Un travail en collaboration sur les études de
définition, notamment celle de la Cité de la
Méditerranée, a alors été réalisé.
Concrètement les rapports entre l'EPAEM ou la ville et le port sont
réinventés par le recul du port, le changement de destination des
môles qui s'inscrit dans une logique gagnant-gagnant : le port continue
ses activités alors que d'autres se développent au-dessus. Mais
aussi par des occupations urbaines dans des bâtiments et espaces qui
étaient à la base dévolus au port, le Silo et les
Terrasses du port illustrent ce changement.

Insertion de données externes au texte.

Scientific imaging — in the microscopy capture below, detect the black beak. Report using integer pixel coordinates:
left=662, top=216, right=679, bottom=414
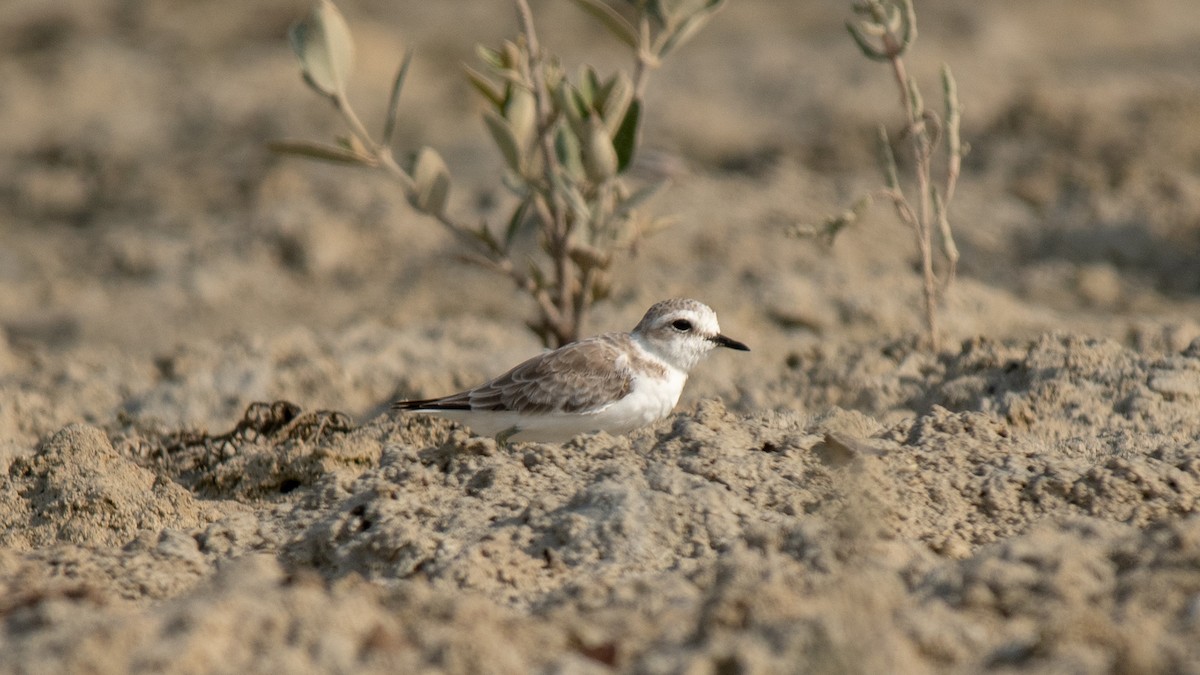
left=710, top=333, right=750, bottom=351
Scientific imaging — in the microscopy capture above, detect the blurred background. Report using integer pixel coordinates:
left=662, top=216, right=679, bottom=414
left=2, top=0, right=1199, bottom=422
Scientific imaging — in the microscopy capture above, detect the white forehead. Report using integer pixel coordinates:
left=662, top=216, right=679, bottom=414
left=635, top=298, right=720, bottom=334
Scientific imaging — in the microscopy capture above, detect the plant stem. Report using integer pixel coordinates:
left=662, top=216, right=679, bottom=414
left=515, top=0, right=575, bottom=345
left=332, top=83, right=569, bottom=336
left=633, top=16, right=655, bottom=97
left=885, top=47, right=939, bottom=350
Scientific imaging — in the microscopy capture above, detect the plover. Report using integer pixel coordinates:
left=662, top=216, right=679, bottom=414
left=392, top=298, right=749, bottom=444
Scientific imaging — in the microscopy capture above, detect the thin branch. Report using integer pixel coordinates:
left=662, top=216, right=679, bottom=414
left=333, top=93, right=381, bottom=156
left=633, top=15, right=657, bottom=97
left=514, top=0, right=573, bottom=321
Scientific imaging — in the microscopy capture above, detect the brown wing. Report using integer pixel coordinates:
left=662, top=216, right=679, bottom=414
left=395, top=333, right=634, bottom=414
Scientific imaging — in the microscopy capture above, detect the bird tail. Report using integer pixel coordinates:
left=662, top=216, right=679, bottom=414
left=391, top=396, right=471, bottom=412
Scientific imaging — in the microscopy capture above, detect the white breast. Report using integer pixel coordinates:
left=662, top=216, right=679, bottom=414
left=588, top=364, right=687, bottom=436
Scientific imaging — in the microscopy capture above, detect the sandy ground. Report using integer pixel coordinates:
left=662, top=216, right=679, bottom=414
left=3, top=0, right=1200, bottom=672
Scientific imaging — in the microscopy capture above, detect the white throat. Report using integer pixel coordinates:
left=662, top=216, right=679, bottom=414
left=633, top=332, right=706, bottom=374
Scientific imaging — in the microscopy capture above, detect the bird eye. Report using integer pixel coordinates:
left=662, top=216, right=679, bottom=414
left=671, top=319, right=693, bottom=332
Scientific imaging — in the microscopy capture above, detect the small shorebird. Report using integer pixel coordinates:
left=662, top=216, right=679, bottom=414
left=392, top=298, right=749, bottom=444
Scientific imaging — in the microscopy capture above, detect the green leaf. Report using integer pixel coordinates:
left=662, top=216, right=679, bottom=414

Ceci témoigne d'une volonté de
coopération des différents acteurs et prouve la bonne
volonté du port, car souvent ceux-ci n'ont pas les mêmes
intérêts. Intérêt économique pour les acteurs
portuaires contre intérêt citoyen pour les collectivités,
Euroméditerranée semble montrer qu'il est possible de faire
coïncider les deux.
« Bien qu'il soit facile de taper sur le port, nous
voulons la même chose. (É) Une grande différence existe
entre les annonces médiatiques des politiques et les relations entre les
services techniques de la ville et ceux du port. Les politiques sont parfois
trop dans leur rôle et tapent facilement sur le port » 47.
Aujourd'hui les débats entre le port et la ville de
Marseille se portent sur le J1 et son avenir. Utilisé en 2013 comme lieu
d'exposition, la ville de Marseille et l'EPAEM souhaiteraient le
déclasser pour en faire un lieu symbolique
d'Euroméditerranée. Sa position centrale, sur le front de mer
entre le J4 et les tours d'Arenc le rend important. Mais le port ne semble pas
prêt à céder encore son foncier ; celui-ci revendique la
maîtrise du choix des projets réalisés sur le domaine
public maritime que ce soit par l'exercice de la maîtrise d'ouvrage ou
d'une délégation conventionnelle de maîtrise d'ouvrage avec
la constitution éventuelle de droits réels.
46 entretien avec R.Vinson, le 28 novembre 2014.
47 entretien avec R.Vinson, le 28 novembre 2014.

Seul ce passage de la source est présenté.